From the Emerald Tablet:

As above so below;

as below so above;

as within so without;

as without so within

This probably sums part of the faith of most theoretical physicists and mathematicians: the belief in correspondence in the cosmos — that diverse phenomena are subtly interrelated. And for this, mathematics is ideal as it abstracts certain features from concrete phenomena that allow comparisons and correspondences to be drawn. Thus, to give one of the earliest examples, both the falling of an apple and the trajectory of the moon can be shown to be equivalent (with a bit of vector analysis) and thus it can be shown that one force is responsible for both — gravity. This was quite something in Newton’s time as it was thought that terrestrial phenomena were governed by laws differing from heavenly phenomena.

More recently, it’s been noticed that people often die soon after their spouse’s death — a phenomenon known as “broken-heart syndrome.” There’s an interesting piece in the FT on this:

In a March 2008 study, Jaap Spreeuw and Xu Wang of the Cass Business School observed that in the year following a loved one’s death, women were more than twice as likely to die than normal, and men more than six times as likely. “

The article goes on to explain how ideas from Markov chains (a part of a more general framework of ideas known as “stochastic processes”) can be used to model the broken-heart syndrome. Markov chains are fun, and a fair amount of the theory can be explained even to a well-prepared high school senior who knows how to play with matrices (indeed there are college texts on linear algebra that incorporate some elementary Markov chain theory as a supplementary topic). There’s a simple example of a Markov chain used to find the “steady state vector” with respect to a very simple weather model here. Markov chains allow all sorts of diverse phenomena to be modeled — economic, physical, meteorological. So the fact that Markov chain theory can be used to model broken hearts should not be cause for amazement. Though perhaps we would like to think that affairs of the heart are not really amenable to quantitative treatment. But perhaps they are *statistically*, “in the large.”

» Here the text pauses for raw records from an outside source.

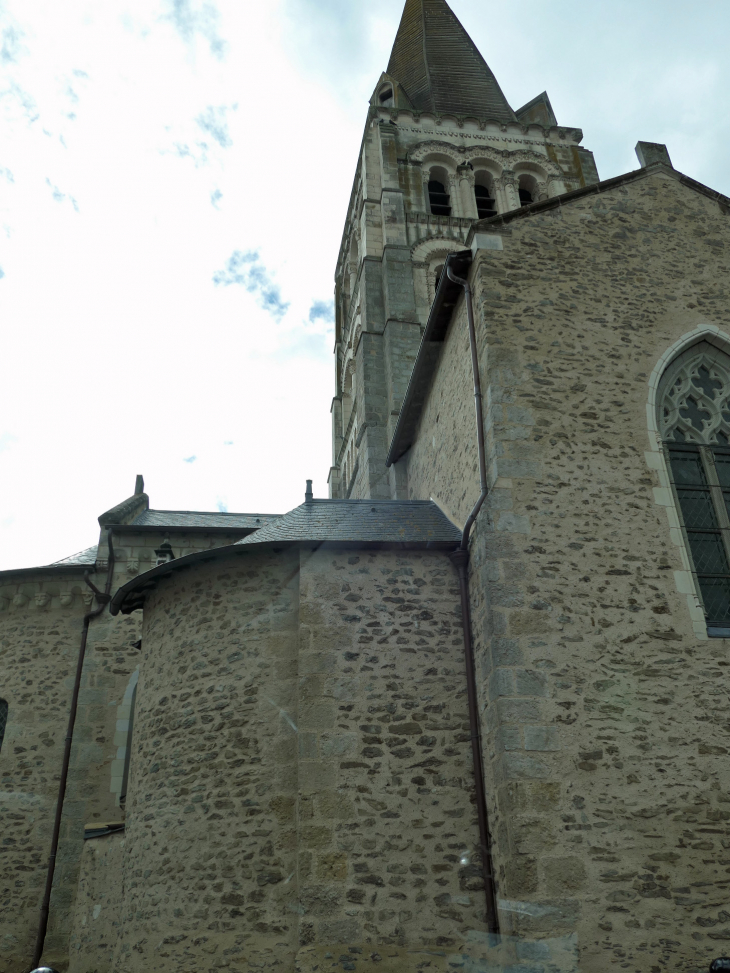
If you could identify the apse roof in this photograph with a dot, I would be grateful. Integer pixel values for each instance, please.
(408, 524)
(86, 557)
(439, 67)
(360, 521)
(180, 519)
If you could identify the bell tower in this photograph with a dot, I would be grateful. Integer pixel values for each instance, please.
(442, 150)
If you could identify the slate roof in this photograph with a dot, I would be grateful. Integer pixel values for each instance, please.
(83, 557)
(361, 521)
(194, 518)
(439, 66)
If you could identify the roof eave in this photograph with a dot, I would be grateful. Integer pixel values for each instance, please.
(47, 569)
(131, 596)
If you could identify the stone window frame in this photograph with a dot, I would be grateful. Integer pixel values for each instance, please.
(4, 710)
(656, 459)
(123, 739)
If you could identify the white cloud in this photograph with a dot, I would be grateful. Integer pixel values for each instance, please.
(119, 295)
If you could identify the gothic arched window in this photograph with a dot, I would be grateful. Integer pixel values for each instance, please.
(3, 720)
(694, 421)
(437, 195)
(484, 193)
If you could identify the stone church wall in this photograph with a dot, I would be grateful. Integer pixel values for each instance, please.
(606, 733)
(301, 784)
(40, 632)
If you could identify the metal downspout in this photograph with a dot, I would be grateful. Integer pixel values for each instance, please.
(460, 559)
(103, 599)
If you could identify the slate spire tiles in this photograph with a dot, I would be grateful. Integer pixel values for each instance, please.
(439, 66)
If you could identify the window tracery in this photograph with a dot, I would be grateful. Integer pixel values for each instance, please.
(694, 421)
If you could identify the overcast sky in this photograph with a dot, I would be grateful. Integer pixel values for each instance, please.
(174, 176)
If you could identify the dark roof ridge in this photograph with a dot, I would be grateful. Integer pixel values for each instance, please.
(359, 500)
(605, 185)
(215, 513)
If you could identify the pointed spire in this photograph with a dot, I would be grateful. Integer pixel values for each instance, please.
(439, 66)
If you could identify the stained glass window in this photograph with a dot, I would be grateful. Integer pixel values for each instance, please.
(694, 419)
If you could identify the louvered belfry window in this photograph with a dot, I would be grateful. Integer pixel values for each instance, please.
(3, 720)
(694, 419)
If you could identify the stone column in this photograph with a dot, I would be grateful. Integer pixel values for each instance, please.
(466, 187)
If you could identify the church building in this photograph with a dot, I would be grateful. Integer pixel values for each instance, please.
(469, 712)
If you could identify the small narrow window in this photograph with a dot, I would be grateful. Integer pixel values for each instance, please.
(3, 720)
(486, 205)
(694, 418)
(128, 751)
(438, 198)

The FT piece goes on to discuss the math being used to model default probabilities:

And if he could apply the broken hearts maths to broken companies, he’d have a way of mathematically modelling the effect that one company’s default would have on the chance of default for others.

The problem with relying on Markov chains was that they painted a far too mechanical, physical – atomic, even – picture of the human lifespan. Li reasoned that with a copula that showed a probable distribution of outcomes, a more accurate, encompassing picture of the broken heart or, for that matter, the broken company, could be devised.

But of course, with 20/20 hindsight, we know that this modeling didn’t work (in fact Nassim Taleb had been telling us this all along). Economic and financial phenomena are not amenable to modeling — or at least not with the math toolkit we presently have. Attempts to do so (other than the Gaussian copula, the most famous example is the Black-Scholes PDE) have exploded in our faces, discrediting (rightfully so) the whole fledgling field of quant finance. We have to be careful in what correspondences we draw in the cosmos. The heat conduction PDE cannot be used — as the Black-Scholes equation — to successfully model option prices. As Mackenzie points out in his book, An Engine, Not a Camera, the primary purpose of the equations, of the quant approach, was not to model, but rather to create and shape the markets the quant approach was purportedly modeling.